High Flight
I spent large chunks of this weekend at the nearby (and totally brilliant) Duxford air museum. I've been there quite a lot of times in the last couple of years, following my son's interest in planes, and for his benefit, have paid attention, and tried to remember the difference between one kind of plane and another. I've learned quite a lot of names and statistics about wingspans and landing gear and the like. I've rather fallen for the oily smell of the hangars, and grown fond of some of the enthusiasts who volunteer there and seem to live, eat, sleep, breathe aeroplanes.
Luckily for us, though, Duxford doesn't just restore historic aircraft for museum display, but gets them back into flight as well. Planes in a museum are certianly interesting in their own way, but watching the airshow yesterday, it came home to me that only ever seeing old planes in a museum is a disjointed experience if you never see them fly. If you only ever see them grounded, you lose the sense of what they are built for.
Yesterday afternoon, after a couple of hours of watching assorted war-time planes showing off their possibilities to maximum effect, we walked back through a hangar that we know quite well. The planes hanging from the ceiling suddenly took on a new aspect: now I could see them not just as pieces of engineering history, but as birds that were built to fly.

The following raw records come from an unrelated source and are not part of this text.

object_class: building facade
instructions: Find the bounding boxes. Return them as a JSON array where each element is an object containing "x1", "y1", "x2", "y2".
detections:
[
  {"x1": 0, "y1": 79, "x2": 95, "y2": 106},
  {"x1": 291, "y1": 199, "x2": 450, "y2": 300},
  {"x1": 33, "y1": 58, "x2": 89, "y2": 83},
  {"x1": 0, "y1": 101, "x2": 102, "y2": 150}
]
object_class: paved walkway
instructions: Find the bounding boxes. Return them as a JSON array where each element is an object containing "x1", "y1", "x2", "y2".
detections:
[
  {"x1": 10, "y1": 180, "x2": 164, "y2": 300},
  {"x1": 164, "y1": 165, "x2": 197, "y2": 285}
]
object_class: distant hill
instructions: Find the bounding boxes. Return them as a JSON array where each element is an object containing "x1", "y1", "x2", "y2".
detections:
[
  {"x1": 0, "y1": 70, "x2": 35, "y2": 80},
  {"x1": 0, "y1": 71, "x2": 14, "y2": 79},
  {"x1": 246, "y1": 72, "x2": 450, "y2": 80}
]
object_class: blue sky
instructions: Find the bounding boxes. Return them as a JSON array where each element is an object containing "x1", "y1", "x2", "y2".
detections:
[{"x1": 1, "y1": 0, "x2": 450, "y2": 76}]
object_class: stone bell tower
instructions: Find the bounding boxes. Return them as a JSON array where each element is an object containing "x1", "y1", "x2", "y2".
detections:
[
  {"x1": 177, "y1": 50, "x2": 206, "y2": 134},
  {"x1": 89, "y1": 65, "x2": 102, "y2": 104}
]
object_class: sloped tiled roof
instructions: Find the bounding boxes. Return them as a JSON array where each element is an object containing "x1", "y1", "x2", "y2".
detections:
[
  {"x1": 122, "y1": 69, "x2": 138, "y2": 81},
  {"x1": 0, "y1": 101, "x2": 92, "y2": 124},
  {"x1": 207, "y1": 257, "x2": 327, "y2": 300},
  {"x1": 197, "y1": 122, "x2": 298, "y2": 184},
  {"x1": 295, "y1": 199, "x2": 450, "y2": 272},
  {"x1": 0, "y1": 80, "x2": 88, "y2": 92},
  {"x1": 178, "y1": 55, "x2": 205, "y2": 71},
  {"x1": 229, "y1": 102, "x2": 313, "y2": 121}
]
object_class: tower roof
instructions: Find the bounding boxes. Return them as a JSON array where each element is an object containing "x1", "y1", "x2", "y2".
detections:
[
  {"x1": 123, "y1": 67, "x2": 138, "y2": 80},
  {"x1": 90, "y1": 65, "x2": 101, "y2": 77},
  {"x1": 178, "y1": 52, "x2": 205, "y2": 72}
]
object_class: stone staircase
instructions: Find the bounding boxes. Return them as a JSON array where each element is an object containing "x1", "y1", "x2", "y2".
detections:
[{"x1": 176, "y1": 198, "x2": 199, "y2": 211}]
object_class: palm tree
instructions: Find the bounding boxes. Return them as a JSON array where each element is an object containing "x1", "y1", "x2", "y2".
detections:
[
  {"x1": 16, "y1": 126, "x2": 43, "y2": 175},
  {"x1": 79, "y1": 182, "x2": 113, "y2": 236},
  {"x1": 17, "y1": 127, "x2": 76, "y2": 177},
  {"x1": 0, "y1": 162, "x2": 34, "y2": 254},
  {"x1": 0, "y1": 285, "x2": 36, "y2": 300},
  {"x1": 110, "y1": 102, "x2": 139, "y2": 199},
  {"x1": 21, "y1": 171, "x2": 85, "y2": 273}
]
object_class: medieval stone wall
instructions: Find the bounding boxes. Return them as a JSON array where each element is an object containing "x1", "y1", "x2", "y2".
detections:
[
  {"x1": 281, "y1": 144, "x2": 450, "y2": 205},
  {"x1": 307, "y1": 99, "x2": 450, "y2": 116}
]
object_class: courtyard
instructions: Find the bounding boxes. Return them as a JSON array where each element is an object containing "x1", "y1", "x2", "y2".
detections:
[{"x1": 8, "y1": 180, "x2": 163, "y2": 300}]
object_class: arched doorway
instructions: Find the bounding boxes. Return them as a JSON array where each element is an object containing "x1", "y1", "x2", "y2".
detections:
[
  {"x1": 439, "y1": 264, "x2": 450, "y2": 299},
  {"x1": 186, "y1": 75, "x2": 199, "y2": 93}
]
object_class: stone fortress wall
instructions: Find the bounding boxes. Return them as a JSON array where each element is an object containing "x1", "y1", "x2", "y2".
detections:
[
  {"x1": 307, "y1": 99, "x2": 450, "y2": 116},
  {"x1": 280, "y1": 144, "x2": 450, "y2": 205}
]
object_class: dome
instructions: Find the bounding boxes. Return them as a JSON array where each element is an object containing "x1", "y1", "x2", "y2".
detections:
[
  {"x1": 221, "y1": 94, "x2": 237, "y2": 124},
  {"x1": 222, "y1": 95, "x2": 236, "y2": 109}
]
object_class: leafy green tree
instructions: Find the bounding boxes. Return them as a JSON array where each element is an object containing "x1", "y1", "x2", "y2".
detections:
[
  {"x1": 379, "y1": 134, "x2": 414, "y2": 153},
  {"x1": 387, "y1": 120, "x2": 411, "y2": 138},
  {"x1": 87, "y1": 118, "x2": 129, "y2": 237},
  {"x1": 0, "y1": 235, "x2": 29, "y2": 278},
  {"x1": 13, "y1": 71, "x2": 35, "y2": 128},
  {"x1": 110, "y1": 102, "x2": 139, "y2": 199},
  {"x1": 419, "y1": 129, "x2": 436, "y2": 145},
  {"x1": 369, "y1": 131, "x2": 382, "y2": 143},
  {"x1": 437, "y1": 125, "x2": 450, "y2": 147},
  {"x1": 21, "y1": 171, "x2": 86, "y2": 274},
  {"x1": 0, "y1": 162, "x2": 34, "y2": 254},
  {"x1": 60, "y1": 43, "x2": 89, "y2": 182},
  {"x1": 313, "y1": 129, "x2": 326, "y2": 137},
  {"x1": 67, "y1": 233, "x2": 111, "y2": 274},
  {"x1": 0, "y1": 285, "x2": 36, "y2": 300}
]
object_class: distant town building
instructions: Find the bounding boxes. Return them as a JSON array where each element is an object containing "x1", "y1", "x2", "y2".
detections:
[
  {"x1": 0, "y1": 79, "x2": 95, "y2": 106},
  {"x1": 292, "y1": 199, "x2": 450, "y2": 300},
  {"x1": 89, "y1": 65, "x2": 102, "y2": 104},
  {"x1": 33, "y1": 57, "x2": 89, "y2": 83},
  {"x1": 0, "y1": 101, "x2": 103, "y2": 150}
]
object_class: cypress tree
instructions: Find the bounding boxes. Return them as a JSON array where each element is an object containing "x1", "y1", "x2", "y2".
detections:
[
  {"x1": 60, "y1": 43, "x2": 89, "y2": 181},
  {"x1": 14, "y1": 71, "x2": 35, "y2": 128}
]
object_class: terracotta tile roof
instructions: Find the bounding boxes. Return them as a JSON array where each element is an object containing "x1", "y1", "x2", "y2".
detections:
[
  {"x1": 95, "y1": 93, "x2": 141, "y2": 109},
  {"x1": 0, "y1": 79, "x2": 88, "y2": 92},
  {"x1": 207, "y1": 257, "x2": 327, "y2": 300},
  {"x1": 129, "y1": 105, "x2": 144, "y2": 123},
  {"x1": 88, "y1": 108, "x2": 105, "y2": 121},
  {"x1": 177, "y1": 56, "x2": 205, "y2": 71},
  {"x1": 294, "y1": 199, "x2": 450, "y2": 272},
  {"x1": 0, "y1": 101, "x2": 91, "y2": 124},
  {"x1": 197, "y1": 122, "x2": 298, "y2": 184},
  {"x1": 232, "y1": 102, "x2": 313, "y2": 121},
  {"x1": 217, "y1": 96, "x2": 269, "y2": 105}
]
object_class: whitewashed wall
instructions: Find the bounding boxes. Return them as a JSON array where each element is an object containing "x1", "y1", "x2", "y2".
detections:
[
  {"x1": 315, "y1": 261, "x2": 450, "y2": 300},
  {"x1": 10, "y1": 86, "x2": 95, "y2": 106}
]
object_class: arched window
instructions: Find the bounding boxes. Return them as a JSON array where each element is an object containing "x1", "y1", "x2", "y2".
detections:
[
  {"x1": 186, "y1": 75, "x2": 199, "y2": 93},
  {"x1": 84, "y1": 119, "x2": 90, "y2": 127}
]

It occurred to me that a similar thing happens between theology and faith. Theology is, if you like, the "engineering" - the nuts and bolts that you have to slog over and test drive until it will get off the runway. Theology is absorbing and interesting in its own right, just as engineering is. But it isn't an end in itself. Like old planes, if theology ends up grounded in a museum, you can forget what it's like to "slip the surly bonds of Earth... And dance the skies on laughter-silvered wings".*
Just for the record, the plane that left me absolutely gobsmacked was this one:
a Bearcat, built in 1945, it goes as fast as a jet although it doesn't have a jet engine. Once it gets up to speed it can turn its nose right up and fly straight up into the sky. A serious goosebumps experience.